Second Mark of a Church of Christ.

It is a Visible Institution.

Notwithstanding the contradictory teachings prevalent, this is a self-evident fact that an institution or organization must be visible. But the church and kingdom of Christ is an institution, an organization; He, as Cod of heaven, "set it up," He built it, and it must therefore be visible. Every term selected by the inspiring Spirit to designate the institution Christ was to originate when He came to this earth, in both Testaments, is a term necessitating form, and therefore visibility, e.g., "Kingdom of God," "of Heaven," "of Christ," "Bride," "wife," "Church," "House," etc.

And this, too, is manifest, that the only church that is revealed to us is a visible church, and the only church with which we have anything to do, or in connection with which we have any duties to perform, is a visible body. It has a specified organization, officers, faith, laws and ordinances, and a living membership, and therefore it must be visible. Christ never set up but one kingdom, was never constituted King of but one kingdom, and His Word recognizes but one kingdom; and if this is visible, He has no invisible kingdom or church, and such a thing has no real existence in heaven or earth. It is only an invention employed to bolster up erroneous theories of ecclesiology.

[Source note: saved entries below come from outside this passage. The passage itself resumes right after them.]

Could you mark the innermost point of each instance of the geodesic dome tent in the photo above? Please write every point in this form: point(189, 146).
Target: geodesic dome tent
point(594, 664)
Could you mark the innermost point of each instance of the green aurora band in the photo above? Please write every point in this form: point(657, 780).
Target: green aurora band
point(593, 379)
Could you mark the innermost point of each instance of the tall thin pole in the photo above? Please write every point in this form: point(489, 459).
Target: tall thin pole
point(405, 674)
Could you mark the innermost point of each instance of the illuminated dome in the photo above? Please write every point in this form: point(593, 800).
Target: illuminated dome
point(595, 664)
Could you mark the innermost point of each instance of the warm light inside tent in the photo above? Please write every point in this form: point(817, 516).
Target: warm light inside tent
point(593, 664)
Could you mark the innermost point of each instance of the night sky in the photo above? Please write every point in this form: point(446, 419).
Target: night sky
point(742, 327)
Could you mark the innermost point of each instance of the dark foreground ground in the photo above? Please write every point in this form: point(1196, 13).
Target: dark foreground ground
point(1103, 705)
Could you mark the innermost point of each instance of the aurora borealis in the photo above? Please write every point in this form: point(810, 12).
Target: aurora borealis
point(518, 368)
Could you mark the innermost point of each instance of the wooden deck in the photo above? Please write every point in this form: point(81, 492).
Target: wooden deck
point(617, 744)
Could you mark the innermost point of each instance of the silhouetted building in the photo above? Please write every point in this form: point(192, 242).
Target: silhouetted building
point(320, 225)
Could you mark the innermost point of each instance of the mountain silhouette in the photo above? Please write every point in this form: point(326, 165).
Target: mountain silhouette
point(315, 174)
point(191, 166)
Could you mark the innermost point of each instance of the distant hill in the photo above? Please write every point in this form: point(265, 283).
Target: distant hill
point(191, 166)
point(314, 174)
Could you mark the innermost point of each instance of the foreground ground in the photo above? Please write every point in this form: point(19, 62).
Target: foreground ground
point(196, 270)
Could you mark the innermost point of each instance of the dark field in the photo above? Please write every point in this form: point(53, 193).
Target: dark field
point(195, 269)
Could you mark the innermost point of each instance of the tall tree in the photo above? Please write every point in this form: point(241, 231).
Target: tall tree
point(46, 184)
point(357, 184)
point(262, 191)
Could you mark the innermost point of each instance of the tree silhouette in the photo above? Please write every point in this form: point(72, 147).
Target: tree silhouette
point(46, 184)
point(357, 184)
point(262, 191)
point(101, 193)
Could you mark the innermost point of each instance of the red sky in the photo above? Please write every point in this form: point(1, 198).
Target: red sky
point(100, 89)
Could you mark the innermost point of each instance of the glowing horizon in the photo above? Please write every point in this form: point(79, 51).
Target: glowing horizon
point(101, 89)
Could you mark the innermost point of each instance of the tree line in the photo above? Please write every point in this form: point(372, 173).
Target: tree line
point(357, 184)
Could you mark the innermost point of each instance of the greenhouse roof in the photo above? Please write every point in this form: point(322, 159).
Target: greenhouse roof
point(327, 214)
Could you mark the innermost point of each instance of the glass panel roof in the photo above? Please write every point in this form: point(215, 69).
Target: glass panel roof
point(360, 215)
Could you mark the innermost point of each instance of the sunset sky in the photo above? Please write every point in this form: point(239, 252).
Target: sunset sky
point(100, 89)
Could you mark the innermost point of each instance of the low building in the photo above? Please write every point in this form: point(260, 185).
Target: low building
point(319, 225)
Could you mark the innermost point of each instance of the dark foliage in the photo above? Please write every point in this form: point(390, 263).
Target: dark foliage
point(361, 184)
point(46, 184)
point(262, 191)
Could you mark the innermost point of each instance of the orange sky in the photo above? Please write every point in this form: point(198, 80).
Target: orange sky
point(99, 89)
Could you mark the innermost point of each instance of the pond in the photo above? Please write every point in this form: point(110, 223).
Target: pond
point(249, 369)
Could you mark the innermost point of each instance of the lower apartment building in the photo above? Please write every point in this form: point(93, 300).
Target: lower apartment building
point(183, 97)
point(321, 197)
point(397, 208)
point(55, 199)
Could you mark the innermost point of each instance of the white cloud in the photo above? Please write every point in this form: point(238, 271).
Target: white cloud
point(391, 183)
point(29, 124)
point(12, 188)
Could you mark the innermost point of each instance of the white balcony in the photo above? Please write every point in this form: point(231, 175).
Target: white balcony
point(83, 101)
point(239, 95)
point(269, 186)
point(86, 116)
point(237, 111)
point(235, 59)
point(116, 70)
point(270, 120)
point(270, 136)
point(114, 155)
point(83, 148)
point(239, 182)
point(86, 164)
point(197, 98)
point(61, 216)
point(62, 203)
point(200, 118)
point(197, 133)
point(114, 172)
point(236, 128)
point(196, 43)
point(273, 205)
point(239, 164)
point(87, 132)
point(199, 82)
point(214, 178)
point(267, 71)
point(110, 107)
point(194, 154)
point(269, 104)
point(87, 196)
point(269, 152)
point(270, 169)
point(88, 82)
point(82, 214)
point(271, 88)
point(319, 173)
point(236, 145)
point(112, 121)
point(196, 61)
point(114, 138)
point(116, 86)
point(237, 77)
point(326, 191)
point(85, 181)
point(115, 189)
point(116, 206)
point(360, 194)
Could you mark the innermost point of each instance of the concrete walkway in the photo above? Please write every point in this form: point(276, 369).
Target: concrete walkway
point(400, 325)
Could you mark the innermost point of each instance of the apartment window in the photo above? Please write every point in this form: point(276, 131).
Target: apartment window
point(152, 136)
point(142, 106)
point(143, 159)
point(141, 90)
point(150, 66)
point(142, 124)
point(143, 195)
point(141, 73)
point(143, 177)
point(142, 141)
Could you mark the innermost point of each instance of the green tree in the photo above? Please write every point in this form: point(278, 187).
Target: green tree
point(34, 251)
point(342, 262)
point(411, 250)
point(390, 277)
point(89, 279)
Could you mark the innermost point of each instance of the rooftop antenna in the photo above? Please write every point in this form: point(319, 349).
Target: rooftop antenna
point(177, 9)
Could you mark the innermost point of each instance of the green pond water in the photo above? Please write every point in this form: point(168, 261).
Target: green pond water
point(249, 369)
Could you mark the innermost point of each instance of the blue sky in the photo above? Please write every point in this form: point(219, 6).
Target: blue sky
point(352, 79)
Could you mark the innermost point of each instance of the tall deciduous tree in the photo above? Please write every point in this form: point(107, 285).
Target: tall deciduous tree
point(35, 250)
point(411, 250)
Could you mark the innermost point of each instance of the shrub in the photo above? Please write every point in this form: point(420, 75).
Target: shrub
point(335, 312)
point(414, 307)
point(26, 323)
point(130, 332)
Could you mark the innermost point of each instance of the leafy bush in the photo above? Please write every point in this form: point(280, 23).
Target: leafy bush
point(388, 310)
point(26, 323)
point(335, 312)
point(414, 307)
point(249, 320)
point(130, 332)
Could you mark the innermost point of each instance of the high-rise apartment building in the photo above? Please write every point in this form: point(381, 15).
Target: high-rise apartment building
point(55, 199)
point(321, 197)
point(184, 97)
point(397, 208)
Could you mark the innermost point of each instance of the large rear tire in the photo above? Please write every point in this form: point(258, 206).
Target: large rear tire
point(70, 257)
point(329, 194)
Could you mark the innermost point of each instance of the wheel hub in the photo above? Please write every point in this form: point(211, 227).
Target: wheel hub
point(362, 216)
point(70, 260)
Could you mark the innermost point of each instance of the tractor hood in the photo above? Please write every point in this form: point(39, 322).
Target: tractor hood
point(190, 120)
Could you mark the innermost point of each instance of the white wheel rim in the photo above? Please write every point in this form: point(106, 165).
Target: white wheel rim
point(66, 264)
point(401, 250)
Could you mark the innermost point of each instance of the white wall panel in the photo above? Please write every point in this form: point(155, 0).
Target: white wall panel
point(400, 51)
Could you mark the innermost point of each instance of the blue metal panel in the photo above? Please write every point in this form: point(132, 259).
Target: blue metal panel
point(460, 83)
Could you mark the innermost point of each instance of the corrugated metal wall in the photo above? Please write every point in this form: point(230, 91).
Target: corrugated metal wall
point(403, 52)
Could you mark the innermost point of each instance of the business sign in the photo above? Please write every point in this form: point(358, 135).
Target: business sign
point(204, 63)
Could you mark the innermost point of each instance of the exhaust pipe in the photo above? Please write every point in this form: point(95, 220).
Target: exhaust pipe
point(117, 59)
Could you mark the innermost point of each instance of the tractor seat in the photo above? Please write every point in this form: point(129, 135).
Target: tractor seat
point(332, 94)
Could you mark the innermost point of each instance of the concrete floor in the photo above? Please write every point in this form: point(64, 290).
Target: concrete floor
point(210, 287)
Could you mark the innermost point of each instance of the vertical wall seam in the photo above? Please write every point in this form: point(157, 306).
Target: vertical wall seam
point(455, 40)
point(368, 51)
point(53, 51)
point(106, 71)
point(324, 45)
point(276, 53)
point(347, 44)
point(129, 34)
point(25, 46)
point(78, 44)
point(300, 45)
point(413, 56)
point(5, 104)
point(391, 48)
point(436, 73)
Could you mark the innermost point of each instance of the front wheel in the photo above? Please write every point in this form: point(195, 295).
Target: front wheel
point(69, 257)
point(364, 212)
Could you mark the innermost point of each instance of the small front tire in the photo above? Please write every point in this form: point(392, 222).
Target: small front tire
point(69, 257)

Third Mark of the Church of Christ.

Its Locality is upon this Earth.

Since I have used the terms church and kingdom, it may be well to explain here what I understand by them and their relation to each other. They were used as synonymous terms by the evangelists so long as Christ had but one organized church for they were then one and the same body. So soon as "churches were multiplied," a distinction arose. The kingdom embraced the first church, and it now embraces all the churches. The churches of Christ constitute the kingdom of Christ, as the twelve tribes, each separate and independent of itself, constituted the kingdom of Israel; as the provinces of a kingdom constitute the kingdom; as all the separate sovereign States of these United States constitute the Republic of America. Now, as no foreigner can become a citizen of this Republic without being naturalized as a citizen of some one of the States, so no one can enter the kingdom of Christ without becoming a member of some one of His visible churches.

Baptism is an ordinance of, and in, each local church―not of the kingdom, and Christ himself says: "Except a man be born of water, and the Spirit, he can not enter into the kingdom of God." It was of a visible earthy organization He spake―His church. (See John 3:12.)

The locality of Christ's church, and therefore kingdom, is this earth; all the subjects of His kingdom are here; all the work of His church is here. This earth was given to Him by His Father to be the sole seat of His throne and His kingdom. (See Psalms second chapter.) All authority, power and judgment over all flesh were vested in Christ, and He was appointed to reign on this earth until He should put all His enemies under His feet, and then will come the end when He will give up his kingdom to His Father, when the Godhead will rule with undivided scepter over it, as before sin entered it. Christ, then, has no church in heaven―never had; nor has He, as Messiah, any kingdom in heaven, or will He ever have; nor, if we will believe the Scriptures rather than mere theorists, will He always have a kingdom on this earth: "Then cometh the end when he shall have delivered up the kingdom to God, even the Father." Did He not teach His disciples to p ray: "Our Father, who art in heaven; thy kingdom come"? Not Christ's kingdom, for that had already come, and the disciples were in it; but the Father's kingdom; and when the Fathers will shall be done on this earth as it now is done in heaven, will not this earth then be a heaven as much as any other place in the universe?